5 De Here gaf mij als antwoord: ‘Als u al moeite hebt om mensen bij te houden, wat doet u dan als u het moet opnemen tegen paarden, tegen de koning, zijn hofhouding en al zijn slechte priesters? Als u op vlak terrein al struikelt en valt, hoe zal het u dan vergaan in de wildernis bij de Jordaan?
6 Zelfs uw broers, uw eigen familie, hebben u verraden. Achter uw rug spreken zij tegen iedereen kwaad over u. Vertrouw hen niet, hoe vriendelijk ze ook praten. Geloof hen niet.’
7 Toen zei de Here: ‘Ik heb mijn volk, mijn erfenis, verstoten, Ik heb de mensen van wie Ik houd aan hun vijanden overgeleverd.
8 Mijn volk heeft als een leeuw tegen Mij gebruld, daarom ben Ik het gaan haten.

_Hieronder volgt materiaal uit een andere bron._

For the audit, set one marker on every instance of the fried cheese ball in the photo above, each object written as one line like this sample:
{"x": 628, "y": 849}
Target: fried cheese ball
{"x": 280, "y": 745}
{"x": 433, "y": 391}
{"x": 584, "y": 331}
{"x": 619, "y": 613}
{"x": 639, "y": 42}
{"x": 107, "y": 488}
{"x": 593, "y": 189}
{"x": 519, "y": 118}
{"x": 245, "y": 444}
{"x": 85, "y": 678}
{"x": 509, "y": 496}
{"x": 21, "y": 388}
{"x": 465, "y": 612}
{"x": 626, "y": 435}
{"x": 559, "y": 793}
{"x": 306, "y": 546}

9 Mijn volk is een lokaas. Ik zal zwermen roofvogels en wilde dieren erop afsturen om het te verscheuren.
10 Vele buitenlandse heersers zullen een ravage maken van mijn wijngaard, mijn akkers kapottrappen en de schoonheid van mijn velden in een troosteloze wildernis veranderen.
11 Zij zullen het land tot een dorre lege woestenij maken. Het hele land zal vernield worden en niemand zal er naar omzien.